Profile: RP with save opportunities but manager has said "mix-and-match" or "matchup based"
Signal signature: save_role_certainty <= 50, k_ceiling decent, era_whip_risk low
Read: Rostering pays only if saves materialize. Great ratios but the fantasy cat (SV) is unreliable.
Action: Note explicitly in the signal body. Waiver-analyst uses this to decide FAAB willingness.

Guardrails

Cite every fact. Every numeric input (xwOBA, projected PAs, park factor, CS%) must trace to a URL in source_urls:. Unsourced claims fail the rubric's Source Citation criterion.
OBP matters more than AVG for this league. Our batting cats are R/HR/RBI/SB/OBP (not AVG). When computing obp_contribution and when choosing which rate stat to weight in form_score, use OBP or wOBA (which is walk-inclusive), never AVG alone. Walk rate is a feature, not a footnote.
QS matters more than W for this league. For qs_probability, compute the probability of 6+ IP and <=3 ER, not the probability of a win. Ignore bullpen-game starters and openers -- they score zero QS points by definition.
Use ATC projections, not Steamer alone. FanGraphs ATC is the consensus ensemble and is the most accurate single source. Steamer and ZiPS can be consulted for triangulation but do not substitute ATC without noting it.
Degrade gracefully on search failure. If a source is unreachable, do not invent numbers. Set that component's confidence to 0.3 and record the gap in the red-team note field. The red-team pass will escalate if confidence < 0.4.
Do not re-derive matchup-analyzer signals. If signals/YYYY-MM-DD-matchup.md exists for today's game, consume opp_sp_quality, park_hitter_factor, park_pitcher_factor, weather_risk, bullpen_state directly. Re-deriving wastes runtime and risks inconsistency across agents.
Timestamp every signal. computed_at: YYYY-MM-DDTHH:MMZ. Morning-brief calls are fresh; afternoon re-checks (once lineups post) supersede the morning signal with higher role_certainty.
Range-check every number. 0-100 signals never exceed 100 or go negative. +/-100 signals (regression_index) are clamped. The mlb-signal-emitter validator rejects out-of-range values -- check before calling.
Plain-English body. The frontmatter is for machines; the body must be jargon-free or translate jargon inline for the end user. "xwOBA" -> "expected offensive output based on how hard and at what angle he hit the ball, regardless of whether balls found gloves."

Quick Reference

Composite formulas (see resources/methodology.md for derivations):

daily_quality       = 0.35 * form_score + 0.40 * matchup_score + 0.25 * opportunity_score
streamability_score = 0.40 * qs_probability + 0.30 * k_ceiling + 0.30 * (100 - era_whip_risk)
regression_index    = clamp((xwOBA - wOBA) * 500, -100, +100)

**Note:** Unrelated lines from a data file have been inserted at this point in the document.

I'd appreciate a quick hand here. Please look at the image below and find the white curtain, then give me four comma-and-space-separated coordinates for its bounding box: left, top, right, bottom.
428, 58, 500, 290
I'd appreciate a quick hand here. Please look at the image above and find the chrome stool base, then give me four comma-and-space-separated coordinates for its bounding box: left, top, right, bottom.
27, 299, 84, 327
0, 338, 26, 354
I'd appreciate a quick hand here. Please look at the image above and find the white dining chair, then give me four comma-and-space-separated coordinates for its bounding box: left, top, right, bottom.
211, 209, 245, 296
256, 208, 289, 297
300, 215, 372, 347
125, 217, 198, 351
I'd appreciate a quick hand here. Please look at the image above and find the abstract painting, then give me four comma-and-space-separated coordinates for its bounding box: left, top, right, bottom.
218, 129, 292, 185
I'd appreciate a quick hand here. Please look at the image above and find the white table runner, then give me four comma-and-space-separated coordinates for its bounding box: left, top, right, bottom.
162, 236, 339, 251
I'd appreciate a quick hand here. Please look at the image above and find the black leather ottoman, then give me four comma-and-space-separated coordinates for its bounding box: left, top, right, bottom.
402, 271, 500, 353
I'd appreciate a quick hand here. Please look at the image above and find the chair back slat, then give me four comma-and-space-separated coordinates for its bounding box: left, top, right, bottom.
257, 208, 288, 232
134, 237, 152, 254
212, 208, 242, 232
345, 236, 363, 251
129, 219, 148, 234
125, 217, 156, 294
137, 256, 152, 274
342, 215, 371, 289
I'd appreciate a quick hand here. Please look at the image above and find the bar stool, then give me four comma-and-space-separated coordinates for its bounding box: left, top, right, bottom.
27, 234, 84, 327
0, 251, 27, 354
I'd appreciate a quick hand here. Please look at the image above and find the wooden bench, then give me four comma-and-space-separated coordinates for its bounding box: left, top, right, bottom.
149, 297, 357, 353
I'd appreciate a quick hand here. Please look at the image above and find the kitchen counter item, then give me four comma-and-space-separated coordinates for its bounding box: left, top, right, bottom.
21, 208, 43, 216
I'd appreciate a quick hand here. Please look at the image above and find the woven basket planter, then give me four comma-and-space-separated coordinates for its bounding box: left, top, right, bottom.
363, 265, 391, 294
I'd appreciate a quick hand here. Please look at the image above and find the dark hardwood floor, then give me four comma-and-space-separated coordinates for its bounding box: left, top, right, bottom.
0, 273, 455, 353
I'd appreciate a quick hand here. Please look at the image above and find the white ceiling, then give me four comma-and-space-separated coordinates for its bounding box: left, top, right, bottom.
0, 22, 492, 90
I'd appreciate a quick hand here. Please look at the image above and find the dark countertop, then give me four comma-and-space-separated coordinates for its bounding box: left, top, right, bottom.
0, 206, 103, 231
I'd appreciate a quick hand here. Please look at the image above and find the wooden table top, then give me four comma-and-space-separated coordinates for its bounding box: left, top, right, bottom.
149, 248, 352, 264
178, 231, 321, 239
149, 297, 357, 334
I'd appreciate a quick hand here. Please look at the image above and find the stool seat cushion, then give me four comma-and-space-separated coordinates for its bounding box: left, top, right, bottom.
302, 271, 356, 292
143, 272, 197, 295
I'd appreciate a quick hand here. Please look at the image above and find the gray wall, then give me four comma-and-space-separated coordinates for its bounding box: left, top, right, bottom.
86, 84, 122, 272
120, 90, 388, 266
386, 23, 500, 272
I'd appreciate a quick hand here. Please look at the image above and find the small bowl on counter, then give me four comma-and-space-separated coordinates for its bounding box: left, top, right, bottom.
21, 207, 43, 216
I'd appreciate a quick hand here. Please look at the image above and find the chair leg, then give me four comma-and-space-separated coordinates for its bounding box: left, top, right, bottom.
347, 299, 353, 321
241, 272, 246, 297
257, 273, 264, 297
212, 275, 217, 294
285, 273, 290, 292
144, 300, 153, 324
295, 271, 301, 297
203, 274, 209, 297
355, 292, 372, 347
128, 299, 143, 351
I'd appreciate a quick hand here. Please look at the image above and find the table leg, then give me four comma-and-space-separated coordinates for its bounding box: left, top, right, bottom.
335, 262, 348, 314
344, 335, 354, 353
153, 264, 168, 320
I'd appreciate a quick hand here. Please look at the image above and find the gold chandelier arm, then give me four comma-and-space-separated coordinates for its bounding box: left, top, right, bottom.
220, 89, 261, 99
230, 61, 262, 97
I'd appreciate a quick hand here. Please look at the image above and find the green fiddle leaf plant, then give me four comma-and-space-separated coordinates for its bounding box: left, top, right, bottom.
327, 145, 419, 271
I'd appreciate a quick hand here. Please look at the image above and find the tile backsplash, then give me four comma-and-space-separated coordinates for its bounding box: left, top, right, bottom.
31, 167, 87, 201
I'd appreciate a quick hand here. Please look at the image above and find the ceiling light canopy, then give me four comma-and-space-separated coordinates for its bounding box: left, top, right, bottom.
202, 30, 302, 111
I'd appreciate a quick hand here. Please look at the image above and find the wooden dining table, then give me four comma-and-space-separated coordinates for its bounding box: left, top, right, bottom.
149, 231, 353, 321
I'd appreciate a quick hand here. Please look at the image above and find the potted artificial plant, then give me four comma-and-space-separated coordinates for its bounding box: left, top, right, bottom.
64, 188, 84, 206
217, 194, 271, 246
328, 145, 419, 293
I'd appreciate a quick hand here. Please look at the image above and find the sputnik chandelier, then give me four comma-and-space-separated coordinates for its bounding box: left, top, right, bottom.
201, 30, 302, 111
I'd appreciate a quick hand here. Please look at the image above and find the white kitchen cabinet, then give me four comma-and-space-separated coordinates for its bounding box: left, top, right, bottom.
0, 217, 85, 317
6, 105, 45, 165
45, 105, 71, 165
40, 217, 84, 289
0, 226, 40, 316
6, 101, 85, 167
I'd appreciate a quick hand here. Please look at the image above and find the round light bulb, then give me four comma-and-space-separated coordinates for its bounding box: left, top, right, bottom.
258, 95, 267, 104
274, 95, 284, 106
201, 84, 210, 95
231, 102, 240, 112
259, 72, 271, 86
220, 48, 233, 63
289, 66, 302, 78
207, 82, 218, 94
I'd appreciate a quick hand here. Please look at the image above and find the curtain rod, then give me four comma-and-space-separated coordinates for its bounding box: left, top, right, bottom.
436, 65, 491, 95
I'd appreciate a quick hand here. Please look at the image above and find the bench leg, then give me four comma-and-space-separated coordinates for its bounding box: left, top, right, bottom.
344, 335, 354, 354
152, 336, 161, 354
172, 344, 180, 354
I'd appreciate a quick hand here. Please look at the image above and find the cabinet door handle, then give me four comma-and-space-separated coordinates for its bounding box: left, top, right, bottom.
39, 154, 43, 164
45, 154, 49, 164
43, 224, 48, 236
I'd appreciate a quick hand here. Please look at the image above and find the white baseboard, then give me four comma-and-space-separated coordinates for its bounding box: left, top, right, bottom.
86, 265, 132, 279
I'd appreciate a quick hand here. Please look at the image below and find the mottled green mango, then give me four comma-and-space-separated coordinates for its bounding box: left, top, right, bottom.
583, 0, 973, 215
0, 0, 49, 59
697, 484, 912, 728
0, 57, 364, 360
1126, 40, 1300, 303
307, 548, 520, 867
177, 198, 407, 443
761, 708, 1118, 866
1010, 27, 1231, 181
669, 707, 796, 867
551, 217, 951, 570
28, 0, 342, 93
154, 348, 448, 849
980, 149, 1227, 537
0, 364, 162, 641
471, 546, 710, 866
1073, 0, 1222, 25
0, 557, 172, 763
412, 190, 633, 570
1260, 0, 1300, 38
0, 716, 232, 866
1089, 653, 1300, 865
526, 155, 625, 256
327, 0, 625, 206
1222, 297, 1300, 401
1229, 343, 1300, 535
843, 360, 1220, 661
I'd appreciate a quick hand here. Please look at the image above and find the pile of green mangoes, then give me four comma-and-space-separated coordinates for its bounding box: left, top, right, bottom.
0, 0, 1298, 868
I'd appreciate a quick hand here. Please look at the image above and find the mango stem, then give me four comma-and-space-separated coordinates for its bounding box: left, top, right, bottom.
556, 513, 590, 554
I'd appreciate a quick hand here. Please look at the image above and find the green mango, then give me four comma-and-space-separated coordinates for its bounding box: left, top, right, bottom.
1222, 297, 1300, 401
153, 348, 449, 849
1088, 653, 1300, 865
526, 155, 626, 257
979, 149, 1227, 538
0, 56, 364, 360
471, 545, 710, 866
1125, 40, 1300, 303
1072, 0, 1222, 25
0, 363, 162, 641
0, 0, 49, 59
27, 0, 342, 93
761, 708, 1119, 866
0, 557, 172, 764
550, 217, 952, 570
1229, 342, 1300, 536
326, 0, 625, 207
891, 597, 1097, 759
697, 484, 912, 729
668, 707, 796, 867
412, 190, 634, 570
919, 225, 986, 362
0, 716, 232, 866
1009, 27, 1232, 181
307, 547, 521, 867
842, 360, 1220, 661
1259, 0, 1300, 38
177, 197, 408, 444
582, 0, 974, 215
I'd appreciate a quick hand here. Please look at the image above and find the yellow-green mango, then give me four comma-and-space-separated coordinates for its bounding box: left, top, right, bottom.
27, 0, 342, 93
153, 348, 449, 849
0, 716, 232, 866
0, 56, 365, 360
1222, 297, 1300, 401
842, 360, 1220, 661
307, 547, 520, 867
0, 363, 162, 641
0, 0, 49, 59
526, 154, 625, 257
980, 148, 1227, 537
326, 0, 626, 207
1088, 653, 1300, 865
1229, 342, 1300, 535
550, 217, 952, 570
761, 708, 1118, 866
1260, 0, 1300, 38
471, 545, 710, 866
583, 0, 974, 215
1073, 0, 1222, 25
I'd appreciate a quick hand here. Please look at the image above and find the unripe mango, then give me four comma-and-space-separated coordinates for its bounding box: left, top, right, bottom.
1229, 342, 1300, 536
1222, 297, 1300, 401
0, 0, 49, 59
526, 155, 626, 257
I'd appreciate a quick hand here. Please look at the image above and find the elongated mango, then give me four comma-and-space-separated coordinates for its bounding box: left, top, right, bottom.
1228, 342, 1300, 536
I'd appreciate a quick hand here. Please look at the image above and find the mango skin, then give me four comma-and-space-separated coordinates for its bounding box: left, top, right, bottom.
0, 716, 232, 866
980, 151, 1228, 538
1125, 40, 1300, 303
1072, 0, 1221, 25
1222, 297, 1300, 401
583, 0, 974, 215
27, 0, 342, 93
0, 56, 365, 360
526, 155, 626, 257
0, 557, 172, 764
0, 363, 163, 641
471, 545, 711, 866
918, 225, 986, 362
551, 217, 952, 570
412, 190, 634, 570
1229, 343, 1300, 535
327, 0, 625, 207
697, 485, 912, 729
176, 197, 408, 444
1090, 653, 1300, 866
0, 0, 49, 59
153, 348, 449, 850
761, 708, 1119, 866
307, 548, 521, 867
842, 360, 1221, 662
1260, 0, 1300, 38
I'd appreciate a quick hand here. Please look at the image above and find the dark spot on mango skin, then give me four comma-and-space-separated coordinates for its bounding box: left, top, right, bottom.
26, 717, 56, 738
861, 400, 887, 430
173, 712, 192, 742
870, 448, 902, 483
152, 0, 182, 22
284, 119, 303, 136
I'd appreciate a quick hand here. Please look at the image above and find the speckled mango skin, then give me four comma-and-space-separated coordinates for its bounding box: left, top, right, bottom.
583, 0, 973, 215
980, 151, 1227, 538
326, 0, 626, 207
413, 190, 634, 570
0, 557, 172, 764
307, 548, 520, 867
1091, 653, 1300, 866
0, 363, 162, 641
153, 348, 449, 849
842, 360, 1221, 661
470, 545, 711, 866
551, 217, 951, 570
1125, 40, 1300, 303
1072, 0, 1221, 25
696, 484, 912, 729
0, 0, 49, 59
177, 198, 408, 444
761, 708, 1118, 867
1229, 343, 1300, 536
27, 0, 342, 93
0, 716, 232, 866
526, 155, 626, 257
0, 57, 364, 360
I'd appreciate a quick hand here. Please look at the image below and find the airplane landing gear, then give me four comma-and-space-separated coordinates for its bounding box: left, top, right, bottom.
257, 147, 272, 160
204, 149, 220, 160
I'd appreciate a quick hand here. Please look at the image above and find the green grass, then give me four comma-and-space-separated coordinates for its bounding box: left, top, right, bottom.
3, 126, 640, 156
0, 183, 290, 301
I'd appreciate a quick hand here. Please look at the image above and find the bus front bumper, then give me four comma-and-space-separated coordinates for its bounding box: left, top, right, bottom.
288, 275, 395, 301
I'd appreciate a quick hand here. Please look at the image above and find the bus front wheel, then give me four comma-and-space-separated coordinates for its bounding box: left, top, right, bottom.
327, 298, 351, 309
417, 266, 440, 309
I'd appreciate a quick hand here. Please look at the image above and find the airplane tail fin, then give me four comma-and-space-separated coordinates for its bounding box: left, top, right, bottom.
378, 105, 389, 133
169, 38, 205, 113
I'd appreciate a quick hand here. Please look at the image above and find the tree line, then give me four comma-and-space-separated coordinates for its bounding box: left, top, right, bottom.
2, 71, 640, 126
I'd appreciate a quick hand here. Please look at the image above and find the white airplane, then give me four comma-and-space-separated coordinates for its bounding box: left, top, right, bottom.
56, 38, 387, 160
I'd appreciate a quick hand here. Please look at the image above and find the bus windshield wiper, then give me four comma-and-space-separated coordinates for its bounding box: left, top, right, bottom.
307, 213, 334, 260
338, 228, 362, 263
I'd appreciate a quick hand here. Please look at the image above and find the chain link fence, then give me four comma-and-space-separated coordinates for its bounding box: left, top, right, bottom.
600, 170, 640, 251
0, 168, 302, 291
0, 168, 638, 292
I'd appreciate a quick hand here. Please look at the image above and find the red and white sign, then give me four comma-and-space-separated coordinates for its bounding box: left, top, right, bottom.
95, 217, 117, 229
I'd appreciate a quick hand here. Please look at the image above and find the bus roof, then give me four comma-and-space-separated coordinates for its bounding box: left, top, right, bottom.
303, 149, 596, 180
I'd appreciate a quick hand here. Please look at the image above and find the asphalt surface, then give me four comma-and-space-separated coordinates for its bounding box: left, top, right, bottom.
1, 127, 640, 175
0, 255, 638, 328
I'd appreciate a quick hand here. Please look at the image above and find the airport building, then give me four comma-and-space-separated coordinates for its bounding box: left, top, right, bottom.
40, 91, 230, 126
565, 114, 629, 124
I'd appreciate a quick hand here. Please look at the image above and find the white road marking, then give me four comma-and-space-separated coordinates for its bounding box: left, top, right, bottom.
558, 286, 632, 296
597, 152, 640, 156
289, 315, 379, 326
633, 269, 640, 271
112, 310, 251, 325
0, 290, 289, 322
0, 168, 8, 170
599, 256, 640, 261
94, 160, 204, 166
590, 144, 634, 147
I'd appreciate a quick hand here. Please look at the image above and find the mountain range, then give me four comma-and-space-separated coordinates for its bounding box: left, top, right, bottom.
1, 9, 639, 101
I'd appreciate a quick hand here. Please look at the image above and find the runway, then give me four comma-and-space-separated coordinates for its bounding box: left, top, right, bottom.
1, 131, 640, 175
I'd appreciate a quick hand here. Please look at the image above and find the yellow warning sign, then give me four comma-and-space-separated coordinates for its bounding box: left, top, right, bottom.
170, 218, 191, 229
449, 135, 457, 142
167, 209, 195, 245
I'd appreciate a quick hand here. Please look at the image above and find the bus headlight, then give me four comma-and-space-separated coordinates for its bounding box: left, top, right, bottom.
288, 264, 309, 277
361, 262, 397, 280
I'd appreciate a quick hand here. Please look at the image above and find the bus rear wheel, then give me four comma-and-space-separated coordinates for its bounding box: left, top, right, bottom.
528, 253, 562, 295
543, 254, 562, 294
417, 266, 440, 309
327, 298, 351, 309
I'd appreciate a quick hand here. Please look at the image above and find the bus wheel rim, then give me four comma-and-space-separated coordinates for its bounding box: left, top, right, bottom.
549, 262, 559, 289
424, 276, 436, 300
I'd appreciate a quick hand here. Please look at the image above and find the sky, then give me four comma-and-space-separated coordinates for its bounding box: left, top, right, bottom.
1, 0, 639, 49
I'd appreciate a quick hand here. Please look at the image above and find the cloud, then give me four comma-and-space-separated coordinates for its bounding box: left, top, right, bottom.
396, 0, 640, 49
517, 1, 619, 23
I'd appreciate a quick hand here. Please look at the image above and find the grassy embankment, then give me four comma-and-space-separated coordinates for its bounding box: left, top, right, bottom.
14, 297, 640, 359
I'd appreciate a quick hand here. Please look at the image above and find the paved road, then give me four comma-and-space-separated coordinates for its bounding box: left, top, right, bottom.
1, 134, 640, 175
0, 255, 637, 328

Action thresholds (feed to lineup-optimizer / streaming-strategist):

Signal	START / STREAM	Neutral	SIT / FADE
daily_quality (hitter)	>= 60	45-59	< 45
streamability_score (SP)	>= 70	55-69	< 55
save_role_certainty (RP)	>= 70	40-69	< 40
regression_index	>= +25 (buy)	-24..+24	<= -25 (sell)

Source priority (always try in this order):

Need	Primary	Fallback
Projections	FanGraphs ATC	Steamer, ZiPS, FantasyPros
Statcast / xwOBA / xERA	Baseball Savant	-- (no substitute)
Lineup / probable SP	MLB.com	RotoWire, FanGraphs Roster Resource
Park factor	FanGraphs park factors	Baseball-Reference park factors
Weather	RotoWire weather forecast	Google weather + MLB.com game page
Closer depth	RotoBaller closer charts	Pitcher List, Closer Monkey
Two-start week	FantasyPros two-start planner	FanGraphs probables grid

Key resources:

resources/template.md: Signal file template with YAML frontmatter, hitter and pitcher signal tables, plain-English body, and a worked example
resources/methodology.md: Source URL cheatsheet, per-signal normalization formulas, composite computation, regression math, confidence-assignment rules
resources/evaluators/rubric_mlb_player_analyzer.json: 9-criterion scoring rubric

Inputs required:

Player name (exact, with team abbreviation if ambiguous, e.g., "Will Smith (LAD)")
Player's MLB team (3-letter abbr)
Today's opponent SP (if known; otherwise skill will web-search MLB.com probables)
Today's park / weather (from matchup-analyzer signal file if available)

Outputs produced:

signals/YYYY-MM-DD-player-<lastname>-<firstinitial>.md (one file per player analyzed per day)
Populated with all hitter or pitcher signals per signal-framework.md
Body includes plain-English translation for the end user